The ACA also provides for qualified health plans (QHPs) that people without access to employer-sponsored or other coverage that meets federal minimum standards can purchase through new health insurance Marketplaces. QHP benefit packages are based on a benchmark commercial insurance plan and therefore are similar to employer-sponsored insurance. To make Marketplace coverage more affordable, the ACA provides for premium tax credits for people with incomes from 100% to 400% FPL ($11,670 to $46,680 per year for an individual in 2014) and cost-sharing reductions for people with incomes from 100% to 250% FPL ($11,670 to $29,175 per year for an individual in 2014). In addition, the ACA includes private insurance market reforms that improve access to coverage for people with disabilities. These include a provision for guaranteed issue, which prevents health insurers from denying coverage to people for any reason, including pre-existing conditions, and a provision requiring community rating, which allows health plans to vary premiums based only on age, geographic area, tobacco use, and number of family members, and thereby prohibits plans from charging higher premiums based on health status or gender.

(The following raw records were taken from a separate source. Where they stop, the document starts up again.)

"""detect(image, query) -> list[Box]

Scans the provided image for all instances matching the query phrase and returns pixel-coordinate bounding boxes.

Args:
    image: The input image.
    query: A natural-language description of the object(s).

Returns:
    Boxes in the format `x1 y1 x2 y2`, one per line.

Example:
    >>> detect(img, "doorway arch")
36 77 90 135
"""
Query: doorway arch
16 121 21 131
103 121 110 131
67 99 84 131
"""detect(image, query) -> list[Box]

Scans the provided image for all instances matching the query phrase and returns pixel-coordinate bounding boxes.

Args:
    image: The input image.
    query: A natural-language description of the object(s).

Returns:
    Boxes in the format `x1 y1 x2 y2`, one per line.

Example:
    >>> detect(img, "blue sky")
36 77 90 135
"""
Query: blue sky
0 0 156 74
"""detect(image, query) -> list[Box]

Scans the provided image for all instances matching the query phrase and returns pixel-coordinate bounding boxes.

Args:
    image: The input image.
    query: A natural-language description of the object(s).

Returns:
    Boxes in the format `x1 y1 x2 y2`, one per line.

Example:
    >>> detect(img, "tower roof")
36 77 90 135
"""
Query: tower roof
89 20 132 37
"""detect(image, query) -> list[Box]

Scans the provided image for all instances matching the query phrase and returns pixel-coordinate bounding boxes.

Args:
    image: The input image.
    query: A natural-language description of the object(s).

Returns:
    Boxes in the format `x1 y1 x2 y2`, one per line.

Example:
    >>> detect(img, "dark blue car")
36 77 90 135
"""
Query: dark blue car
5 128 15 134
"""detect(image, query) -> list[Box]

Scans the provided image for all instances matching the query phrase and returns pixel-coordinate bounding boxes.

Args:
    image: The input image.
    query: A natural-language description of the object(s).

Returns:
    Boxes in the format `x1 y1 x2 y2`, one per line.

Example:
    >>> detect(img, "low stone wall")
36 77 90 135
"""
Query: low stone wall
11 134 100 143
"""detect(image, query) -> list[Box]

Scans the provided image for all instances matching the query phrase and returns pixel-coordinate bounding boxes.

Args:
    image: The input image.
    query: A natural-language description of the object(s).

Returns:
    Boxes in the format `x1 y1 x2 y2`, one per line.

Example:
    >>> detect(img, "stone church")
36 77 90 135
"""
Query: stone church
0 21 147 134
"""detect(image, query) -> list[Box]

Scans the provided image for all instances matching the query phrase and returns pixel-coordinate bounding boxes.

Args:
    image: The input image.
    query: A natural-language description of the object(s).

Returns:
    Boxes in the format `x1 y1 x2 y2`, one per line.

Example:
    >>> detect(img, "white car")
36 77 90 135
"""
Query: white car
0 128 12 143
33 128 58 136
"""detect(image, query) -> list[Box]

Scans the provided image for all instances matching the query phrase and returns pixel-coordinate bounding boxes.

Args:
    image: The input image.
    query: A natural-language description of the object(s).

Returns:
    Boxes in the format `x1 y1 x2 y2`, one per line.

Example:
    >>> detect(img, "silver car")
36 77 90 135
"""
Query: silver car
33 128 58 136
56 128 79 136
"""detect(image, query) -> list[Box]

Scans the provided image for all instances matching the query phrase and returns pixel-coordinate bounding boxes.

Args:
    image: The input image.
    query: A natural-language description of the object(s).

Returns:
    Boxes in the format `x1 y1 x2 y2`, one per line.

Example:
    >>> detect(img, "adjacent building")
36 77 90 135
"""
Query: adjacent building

As people’s incomes fluctuate, they may move between Medicaid and Marketplace coverage and, because different rules apply to the two programs, face changes in their benefits and out-of-pocket costs as a consequence. This issue brief uses hypothetical examples of working people with disabilities to illustrate the kinds of experiences they are likely to have with Medicaid and Marketplace coverage in four states – California, Kentucky, New Jersey, and Ohio – with a focus on benefits typically important to people with disabilities, including mental health and substance use treatment services, prescription drugs, rehabilitative and habilitative services and devices, and LTSS. All four states have implemented the ACA’s Medicaid expansion. However, they have made different decisions about how to design their Medicaid benefit packages for newly eligible adults, and how to set up and administer the Marketplace that serves their state. Key themes identified from this analysis reveal the potential impact of various state and plan decisions on working people with disabilities and can help inform policymakers’ future choices in designing Medicaid and Marketplace benefit packages and cost-sharing rules.